Synopsis: In an excerpt from her book Home by Design, architect Sarah Susanka shows how a focal point—which can be as large as a chimney or as small as an arrangement of snapshots on a wall—invites people into a room. Susanka explains how directing the eye towards something of importance can focus an otherwise incongruous space.
An unfocused room can be as disconcerting as a blurry photograph; your eye doesn’t know where to look. My architectural colleagues and I know the value of having a point of focus in a room. It can be as simple as a favorite piece of art at the center of the main living space. Or it can be more elaborate, like an inglenook around a beautifully designed fireplace, or a composition of windows looking into the garden beyond. Although it’s not crucial to have a point of focus in every space in the house, the introduction of one or two in key rooms can add a lot of character, draw you into the space, and give the area a center.

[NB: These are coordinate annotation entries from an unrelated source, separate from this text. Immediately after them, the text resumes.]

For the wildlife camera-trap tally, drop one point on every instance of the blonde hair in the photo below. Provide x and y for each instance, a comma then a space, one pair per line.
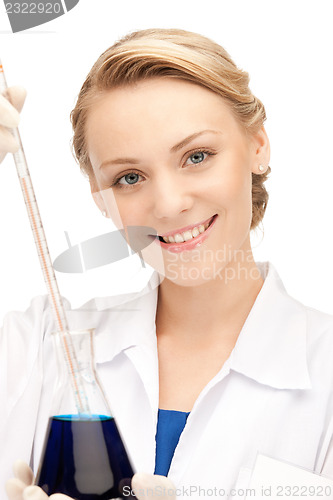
177, 54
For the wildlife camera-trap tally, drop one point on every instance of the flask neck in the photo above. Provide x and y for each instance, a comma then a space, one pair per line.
78, 391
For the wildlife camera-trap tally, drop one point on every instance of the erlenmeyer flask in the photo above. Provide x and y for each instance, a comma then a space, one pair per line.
83, 455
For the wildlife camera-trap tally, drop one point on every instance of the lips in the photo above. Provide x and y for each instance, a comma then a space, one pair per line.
186, 233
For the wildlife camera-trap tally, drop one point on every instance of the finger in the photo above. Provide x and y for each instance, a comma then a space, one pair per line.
14, 489
147, 486
9, 116
17, 95
34, 493
8, 143
23, 472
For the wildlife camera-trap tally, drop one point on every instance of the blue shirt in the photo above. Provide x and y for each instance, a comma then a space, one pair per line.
170, 425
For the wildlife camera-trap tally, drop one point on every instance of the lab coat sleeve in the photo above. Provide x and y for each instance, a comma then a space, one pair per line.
21, 373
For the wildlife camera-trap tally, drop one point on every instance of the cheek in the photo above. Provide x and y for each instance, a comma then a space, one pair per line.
231, 186
129, 211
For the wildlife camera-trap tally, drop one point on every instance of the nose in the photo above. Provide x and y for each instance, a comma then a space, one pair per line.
171, 196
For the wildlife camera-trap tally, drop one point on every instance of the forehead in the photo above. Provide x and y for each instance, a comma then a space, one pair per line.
163, 109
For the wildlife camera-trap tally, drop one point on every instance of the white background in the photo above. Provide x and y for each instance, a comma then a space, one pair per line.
286, 46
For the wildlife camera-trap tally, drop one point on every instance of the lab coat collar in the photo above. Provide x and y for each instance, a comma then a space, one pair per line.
270, 349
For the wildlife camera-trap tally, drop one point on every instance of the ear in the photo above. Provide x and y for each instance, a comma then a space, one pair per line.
262, 150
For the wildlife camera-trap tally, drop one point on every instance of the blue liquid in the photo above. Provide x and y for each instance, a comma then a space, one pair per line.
84, 459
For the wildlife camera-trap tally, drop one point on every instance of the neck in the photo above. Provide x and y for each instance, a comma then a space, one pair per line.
214, 308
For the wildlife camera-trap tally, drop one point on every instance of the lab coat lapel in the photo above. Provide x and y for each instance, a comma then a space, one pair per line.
126, 356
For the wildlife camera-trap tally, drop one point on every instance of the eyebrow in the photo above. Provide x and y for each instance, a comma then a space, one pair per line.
174, 149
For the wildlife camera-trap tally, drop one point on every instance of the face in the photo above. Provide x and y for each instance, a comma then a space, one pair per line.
170, 155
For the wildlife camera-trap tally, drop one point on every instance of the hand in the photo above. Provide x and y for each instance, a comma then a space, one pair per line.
9, 117
21, 488
147, 486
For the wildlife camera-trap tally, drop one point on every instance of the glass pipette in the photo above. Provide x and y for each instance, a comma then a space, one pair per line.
81, 399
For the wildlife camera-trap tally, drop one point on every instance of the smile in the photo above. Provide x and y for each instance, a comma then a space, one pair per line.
188, 237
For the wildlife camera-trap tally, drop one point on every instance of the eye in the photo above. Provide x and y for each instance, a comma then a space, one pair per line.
197, 157
129, 179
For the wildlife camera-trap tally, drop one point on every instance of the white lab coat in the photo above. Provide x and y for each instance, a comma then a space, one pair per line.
273, 395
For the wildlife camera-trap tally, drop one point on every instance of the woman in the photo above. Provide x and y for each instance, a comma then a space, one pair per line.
171, 138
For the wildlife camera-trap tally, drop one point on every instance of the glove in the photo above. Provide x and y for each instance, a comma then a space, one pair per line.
9, 117
144, 486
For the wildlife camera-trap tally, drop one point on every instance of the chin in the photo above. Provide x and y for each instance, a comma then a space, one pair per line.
195, 274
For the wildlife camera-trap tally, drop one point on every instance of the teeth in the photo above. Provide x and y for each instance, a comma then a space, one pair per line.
179, 238
187, 235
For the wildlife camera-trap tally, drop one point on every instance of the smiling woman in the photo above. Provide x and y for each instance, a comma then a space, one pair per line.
218, 363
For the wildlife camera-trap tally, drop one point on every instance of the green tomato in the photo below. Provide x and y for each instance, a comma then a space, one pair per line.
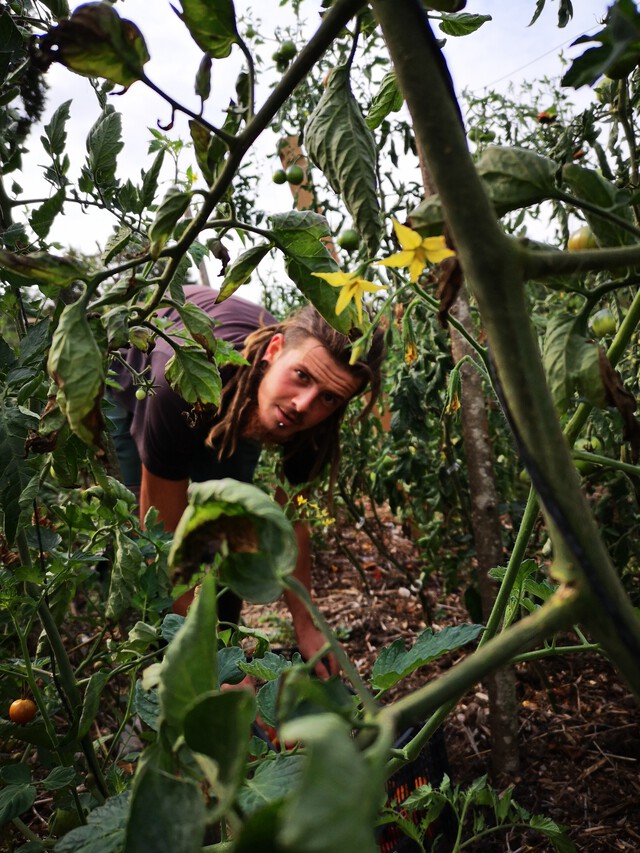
295, 175
587, 445
287, 50
477, 134
349, 240
603, 323
582, 239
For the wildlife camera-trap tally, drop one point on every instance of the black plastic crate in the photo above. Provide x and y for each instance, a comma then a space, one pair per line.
429, 767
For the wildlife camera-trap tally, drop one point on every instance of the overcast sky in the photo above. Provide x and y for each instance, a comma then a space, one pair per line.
504, 51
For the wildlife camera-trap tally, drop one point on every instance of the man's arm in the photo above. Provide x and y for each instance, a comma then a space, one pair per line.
169, 497
310, 639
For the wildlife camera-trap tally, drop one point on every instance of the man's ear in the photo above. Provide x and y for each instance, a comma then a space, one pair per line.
274, 348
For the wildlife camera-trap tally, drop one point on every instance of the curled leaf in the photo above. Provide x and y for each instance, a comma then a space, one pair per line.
247, 528
97, 42
342, 146
76, 366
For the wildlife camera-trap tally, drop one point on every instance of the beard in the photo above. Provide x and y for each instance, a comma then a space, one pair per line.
255, 430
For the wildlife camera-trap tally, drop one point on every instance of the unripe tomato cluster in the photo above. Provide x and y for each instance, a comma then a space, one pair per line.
294, 175
349, 240
603, 323
582, 239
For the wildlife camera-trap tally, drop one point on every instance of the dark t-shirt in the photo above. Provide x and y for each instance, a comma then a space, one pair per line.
167, 445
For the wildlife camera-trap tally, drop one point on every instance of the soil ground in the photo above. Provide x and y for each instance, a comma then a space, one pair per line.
579, 726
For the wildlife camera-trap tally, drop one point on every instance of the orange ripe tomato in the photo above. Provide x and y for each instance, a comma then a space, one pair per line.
22, 711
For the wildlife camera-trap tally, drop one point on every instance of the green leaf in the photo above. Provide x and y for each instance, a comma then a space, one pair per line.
43, 217
96, 42
116, 244
231, 712
618, 50
104, 831
59, 778
55, 133
203, 78
268, 667
513, 178
299, 234
104, 143
524, 584
43, 268
587, 184
272, 782
167, 814
342, 146
554, 832
228, 670
240, 270
199, 325
16, 472
261, 548
147, 706
150, 180
127, 567
516, 177
212, 24
15, 800
334, 806
76, 366
388, 99
395, 663
571, 362
189, 667
173, 206
193, 376
462, 24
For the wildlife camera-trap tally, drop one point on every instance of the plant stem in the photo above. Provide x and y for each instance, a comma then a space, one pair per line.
65, 670
559, 612
513, 567
348, 668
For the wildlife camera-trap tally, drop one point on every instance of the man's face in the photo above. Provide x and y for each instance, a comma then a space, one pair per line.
302, 386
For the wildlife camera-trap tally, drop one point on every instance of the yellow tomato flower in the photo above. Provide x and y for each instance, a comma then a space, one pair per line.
416, 251
410, 353
352, 288
453, 406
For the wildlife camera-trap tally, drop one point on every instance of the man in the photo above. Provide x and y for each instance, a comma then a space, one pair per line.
293, 392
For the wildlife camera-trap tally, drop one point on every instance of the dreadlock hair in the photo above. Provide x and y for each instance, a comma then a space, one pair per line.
240, 394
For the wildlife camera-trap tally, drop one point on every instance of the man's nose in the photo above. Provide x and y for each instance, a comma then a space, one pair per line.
304, 400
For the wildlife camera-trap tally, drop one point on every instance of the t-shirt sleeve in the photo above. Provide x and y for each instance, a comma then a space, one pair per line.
160, 430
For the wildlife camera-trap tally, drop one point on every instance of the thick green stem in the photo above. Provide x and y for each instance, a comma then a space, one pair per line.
557, 614
494, 269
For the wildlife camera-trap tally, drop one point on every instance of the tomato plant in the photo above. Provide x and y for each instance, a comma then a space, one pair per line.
65, 318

Capture attention with craftsmanship
A dramatic way to create a point of focus is to make an unusual piece of craftsmanship the primary attention grabber for a room. The amazing stone chimney in a house on the coast of Maine and the Rhode Island flagstone fireplace are wonderful examples of construction that transcends its normal utilitarian function. The chimney is not only the room’s point of focus, it is perhaps the most memorable feature of the entire house.

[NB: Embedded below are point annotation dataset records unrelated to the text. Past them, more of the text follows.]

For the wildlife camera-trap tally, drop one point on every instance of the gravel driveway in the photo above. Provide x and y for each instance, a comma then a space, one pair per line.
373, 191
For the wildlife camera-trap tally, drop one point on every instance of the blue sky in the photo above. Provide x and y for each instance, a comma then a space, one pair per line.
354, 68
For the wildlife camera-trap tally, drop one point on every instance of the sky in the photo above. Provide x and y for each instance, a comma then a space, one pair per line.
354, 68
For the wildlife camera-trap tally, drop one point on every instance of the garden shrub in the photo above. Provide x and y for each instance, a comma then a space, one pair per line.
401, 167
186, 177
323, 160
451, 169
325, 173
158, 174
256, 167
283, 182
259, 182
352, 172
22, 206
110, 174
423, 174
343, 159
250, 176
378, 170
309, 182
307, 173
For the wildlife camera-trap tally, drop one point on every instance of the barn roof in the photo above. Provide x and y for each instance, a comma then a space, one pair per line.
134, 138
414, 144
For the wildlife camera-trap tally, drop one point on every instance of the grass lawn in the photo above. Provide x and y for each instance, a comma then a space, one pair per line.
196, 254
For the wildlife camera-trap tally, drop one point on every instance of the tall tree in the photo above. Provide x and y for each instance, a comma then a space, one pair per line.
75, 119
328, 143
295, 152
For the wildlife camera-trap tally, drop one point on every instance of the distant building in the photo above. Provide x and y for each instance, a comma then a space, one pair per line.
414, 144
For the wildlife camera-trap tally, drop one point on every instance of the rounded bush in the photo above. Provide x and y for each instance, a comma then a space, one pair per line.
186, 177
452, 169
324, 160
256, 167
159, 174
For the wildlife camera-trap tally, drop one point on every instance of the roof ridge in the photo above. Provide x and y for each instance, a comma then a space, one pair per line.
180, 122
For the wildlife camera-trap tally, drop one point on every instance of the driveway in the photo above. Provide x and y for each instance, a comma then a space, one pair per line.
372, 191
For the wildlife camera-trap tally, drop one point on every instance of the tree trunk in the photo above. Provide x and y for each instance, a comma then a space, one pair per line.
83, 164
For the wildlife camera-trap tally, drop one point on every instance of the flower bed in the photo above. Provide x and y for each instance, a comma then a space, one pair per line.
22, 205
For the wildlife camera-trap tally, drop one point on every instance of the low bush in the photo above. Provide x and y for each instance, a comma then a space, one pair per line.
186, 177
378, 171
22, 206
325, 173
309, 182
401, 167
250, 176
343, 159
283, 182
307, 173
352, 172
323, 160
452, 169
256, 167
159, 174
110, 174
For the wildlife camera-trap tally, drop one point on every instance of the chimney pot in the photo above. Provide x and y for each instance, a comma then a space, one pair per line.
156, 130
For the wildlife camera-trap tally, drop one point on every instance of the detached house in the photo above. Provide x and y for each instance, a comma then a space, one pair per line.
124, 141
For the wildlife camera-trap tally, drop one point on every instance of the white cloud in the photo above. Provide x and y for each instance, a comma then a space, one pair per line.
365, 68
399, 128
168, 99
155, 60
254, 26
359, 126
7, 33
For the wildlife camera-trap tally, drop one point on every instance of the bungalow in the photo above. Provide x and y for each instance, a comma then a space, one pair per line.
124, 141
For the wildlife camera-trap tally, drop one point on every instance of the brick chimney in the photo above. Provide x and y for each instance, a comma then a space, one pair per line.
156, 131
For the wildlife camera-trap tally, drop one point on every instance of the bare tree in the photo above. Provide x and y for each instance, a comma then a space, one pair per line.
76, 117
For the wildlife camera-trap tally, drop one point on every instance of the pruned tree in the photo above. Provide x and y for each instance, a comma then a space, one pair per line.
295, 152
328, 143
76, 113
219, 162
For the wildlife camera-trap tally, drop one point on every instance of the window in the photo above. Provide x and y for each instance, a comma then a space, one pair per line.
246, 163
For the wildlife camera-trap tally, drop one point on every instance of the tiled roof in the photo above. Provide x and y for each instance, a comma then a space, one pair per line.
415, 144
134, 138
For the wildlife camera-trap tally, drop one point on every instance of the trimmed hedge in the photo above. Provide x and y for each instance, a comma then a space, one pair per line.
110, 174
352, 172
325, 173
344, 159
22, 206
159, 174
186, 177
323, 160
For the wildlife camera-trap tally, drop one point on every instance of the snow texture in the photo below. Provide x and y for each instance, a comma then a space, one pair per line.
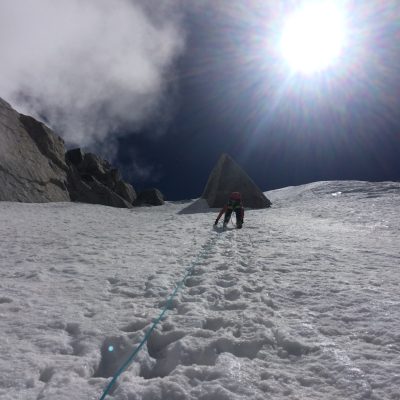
302, 303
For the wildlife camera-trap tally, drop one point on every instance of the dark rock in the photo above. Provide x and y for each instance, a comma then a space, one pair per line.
93, 180
227, 177
87, 189
74, 156
32, 160
48, 143
151, 196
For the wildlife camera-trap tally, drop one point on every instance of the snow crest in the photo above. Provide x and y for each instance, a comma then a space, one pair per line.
299, 304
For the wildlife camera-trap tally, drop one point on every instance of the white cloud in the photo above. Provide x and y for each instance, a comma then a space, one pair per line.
89, 67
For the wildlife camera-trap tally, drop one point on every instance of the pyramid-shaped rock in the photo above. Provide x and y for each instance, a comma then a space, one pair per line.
227, 177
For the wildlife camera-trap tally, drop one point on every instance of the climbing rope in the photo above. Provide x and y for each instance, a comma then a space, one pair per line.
204, 251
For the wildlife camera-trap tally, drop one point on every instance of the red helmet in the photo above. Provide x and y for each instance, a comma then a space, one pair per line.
235, 196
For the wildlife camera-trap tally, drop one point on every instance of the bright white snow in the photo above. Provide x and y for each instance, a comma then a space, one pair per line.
302, 303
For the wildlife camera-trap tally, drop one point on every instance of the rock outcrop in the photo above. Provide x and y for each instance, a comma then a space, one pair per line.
35, 168
92, 179
227, 177
32, 161
150, 197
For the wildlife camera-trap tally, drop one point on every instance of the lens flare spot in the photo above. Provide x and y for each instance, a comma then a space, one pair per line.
313, 36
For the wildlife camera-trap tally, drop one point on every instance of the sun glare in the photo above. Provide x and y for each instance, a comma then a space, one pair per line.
313, 37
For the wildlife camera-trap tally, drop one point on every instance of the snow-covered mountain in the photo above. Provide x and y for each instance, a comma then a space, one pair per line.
302, 303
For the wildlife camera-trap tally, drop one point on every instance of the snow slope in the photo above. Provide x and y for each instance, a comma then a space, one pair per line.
303, 303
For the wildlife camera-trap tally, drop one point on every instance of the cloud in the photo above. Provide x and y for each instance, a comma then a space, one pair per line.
90, 68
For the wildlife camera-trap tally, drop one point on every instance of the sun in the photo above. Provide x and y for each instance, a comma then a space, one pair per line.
313, 37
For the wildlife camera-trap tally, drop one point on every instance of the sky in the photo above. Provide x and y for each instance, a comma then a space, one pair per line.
162, 88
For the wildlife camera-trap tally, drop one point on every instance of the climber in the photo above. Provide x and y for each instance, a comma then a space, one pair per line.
234, 204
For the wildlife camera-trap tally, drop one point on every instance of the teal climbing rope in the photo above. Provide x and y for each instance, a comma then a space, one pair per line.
204, 251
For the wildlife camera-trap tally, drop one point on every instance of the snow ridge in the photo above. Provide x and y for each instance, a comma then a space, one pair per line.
302, 303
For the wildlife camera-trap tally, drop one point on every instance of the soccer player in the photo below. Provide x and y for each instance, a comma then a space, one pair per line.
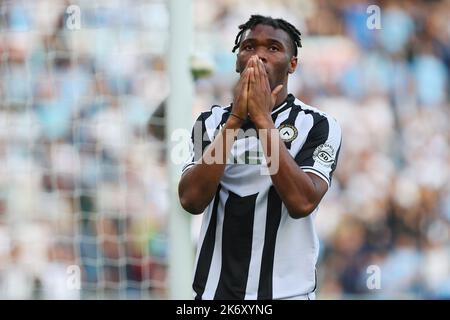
257, 239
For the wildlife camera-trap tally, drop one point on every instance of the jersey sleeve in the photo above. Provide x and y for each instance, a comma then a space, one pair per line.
197, 144
320, 152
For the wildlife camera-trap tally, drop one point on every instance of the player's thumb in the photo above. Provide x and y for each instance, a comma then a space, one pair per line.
276, 91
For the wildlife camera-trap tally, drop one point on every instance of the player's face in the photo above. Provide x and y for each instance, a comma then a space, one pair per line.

An attention grabber doesn’t have to be a visual feature. It can also be directed at a different sense, like the water feature in the entryway of a home whose sound permeates both levels. No matter where you are in the house, you are drawn toward its calming brook-like sound, which gives the home a strong sense of “center” as well as a tranquility that would be absent if the water were gone. Although the surrounding architecture makes a strong statement, the water feature is the attention grabber.

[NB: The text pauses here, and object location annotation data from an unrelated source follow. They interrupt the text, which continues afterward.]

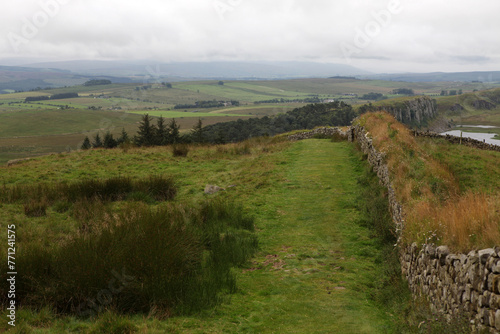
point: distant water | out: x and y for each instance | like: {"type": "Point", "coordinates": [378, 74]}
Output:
{"type": "Point", "coordinates": [478, 126]}
{"type": "Point", "coordinates": [486, 137]}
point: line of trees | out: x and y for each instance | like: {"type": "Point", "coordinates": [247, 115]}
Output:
{"type": "Point", "coordinates": [53, 97]}
{"type": "Point", "coordinates": [307, 117]}
{"type": "Point", "coordinates": [207, 104]}
{"type": "Point", "coordinates": [149, 134]}
{"type": "Point", "coordinates": [96, 82]}
{"type": "Point", "coordinates": [314, 99]}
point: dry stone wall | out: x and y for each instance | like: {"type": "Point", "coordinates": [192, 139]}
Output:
{"type": "Point", "coordinates": [466, 285]}
{"type": "Point", "coordinates": [456, 285]}
{"type": "Point", "coordinates": [457, 140]}
{"type": "Point", "coordinates": [319, 133]}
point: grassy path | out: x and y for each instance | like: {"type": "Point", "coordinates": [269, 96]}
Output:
{"type": "Point", "coordinates": [317, 268]}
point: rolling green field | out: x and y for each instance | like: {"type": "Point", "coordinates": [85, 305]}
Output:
{"type": "Point", "coordinates": [30, 129]}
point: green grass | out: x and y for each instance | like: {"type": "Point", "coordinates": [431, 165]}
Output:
{"type": "Point", "coordinates": [317, 270]}
{"type": "Point", "coordinates": [475, 170]}
{"type": "Point", "coordinates": [56, 122]}
{"type": "Point", "coordinates": [188, 113]}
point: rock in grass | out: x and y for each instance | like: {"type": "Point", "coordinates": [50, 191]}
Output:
{"type": "Point", "coordinates": [212, 189]}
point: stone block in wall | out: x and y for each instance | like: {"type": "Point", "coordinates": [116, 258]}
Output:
{"type": "Point", "coordinates": [497, 320]}
{"type": "Point", "coordinates": [441, 253]}
{"type": "Point", "coordinates": [485, 254]}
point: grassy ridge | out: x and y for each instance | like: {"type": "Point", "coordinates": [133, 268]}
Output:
{"type": "Point", "coordinates": [450, 193]}
{"type": "Point", "coordinates": [318, 269]}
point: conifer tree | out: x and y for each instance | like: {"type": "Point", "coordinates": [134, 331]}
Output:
{"type": "Point", "coordinates": [109, 141]}
{"type": "Point", "coordinates": [97, 141]}
{"type": "Point", "coordinates": [162, 132]}
{"type": "Point", "coordinates": [197, 132]}
{"type": "Point", "coordinates": [123, 138]}
{"type": "Point", "coordinates": [173, 129]}
{"type": "Point", "coordinates": [86, 144]}
{"type": "Point", "coordinates": [146, 132]}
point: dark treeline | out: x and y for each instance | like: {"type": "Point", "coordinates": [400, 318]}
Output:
{"type": "Point", "coordinates": [53, 97]}
{"type": "Point", "coordinates": [96, 82]}
{"type": "Point", "coordinates": [314, 99]}
{"type": "Point", "coordinates": [307, 117]}
{"type": "Point", "coordinates": [162, 133]}
{"type": "Point", "coordinates": [207, 104]}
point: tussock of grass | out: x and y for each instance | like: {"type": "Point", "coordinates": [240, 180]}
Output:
{"type": "Point", "coordinates": [111, 189]}
{"type": "Point", "coordinates": [439, 209]}
{"type": "Point", "coordinates": [171, 260]}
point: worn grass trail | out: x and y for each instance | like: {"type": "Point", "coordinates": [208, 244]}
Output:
{"type": "Point", "coordinates": [316, 269]}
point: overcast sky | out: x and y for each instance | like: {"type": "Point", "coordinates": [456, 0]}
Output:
{"type": "Point", "coordinates": [375, 35]}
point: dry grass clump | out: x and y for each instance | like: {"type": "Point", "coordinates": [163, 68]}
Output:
{"type": "Point", "coordinates": [436, 209]}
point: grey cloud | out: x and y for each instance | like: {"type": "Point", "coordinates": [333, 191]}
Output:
{"type": "Point", "coordinates": [422, 35]}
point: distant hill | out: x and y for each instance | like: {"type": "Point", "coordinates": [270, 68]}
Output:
{"type": "Point", "coordinates": [491, 76]}
{"type": "Point", "coordinates": [16, 78]}
{"type": "Point", "coordinates": [205, 70]}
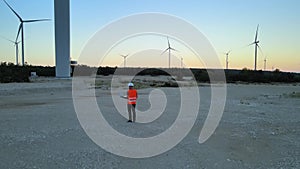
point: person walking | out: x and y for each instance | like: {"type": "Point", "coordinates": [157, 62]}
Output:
{"type": "Point", "coordinates": [131, 102]}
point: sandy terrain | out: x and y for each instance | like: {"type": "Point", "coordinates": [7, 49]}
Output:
{"type": "Point", "coordinates": [260, 128]}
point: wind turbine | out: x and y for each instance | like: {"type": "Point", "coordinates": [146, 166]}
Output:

A point of focus can be simple and small
When you’re remodeling a house and money is limited, one of my favorite character-adding strategies is to create a point of focus in the kitchen on the wall area between the range and the hood above. The hood is almost always located higher above the countertop than the adjacent cabinets, so it creates a natural focus in the backsplash area, even without further embellishment. But by filling this area with a tile design, you can simply and inexpensively add a point of focus that will be seen and enjoyed every day.
When remodeling my own home in North Carolina, I used a single feature tile at the center of the area above the cooktop and surrounded it with much less expensive tile. Because the range is located at the approximate center of the visual axis from the main living area to the kitchen, it is seen many times a day. The tiles add some personality to a space that would otherwise be unremarkable.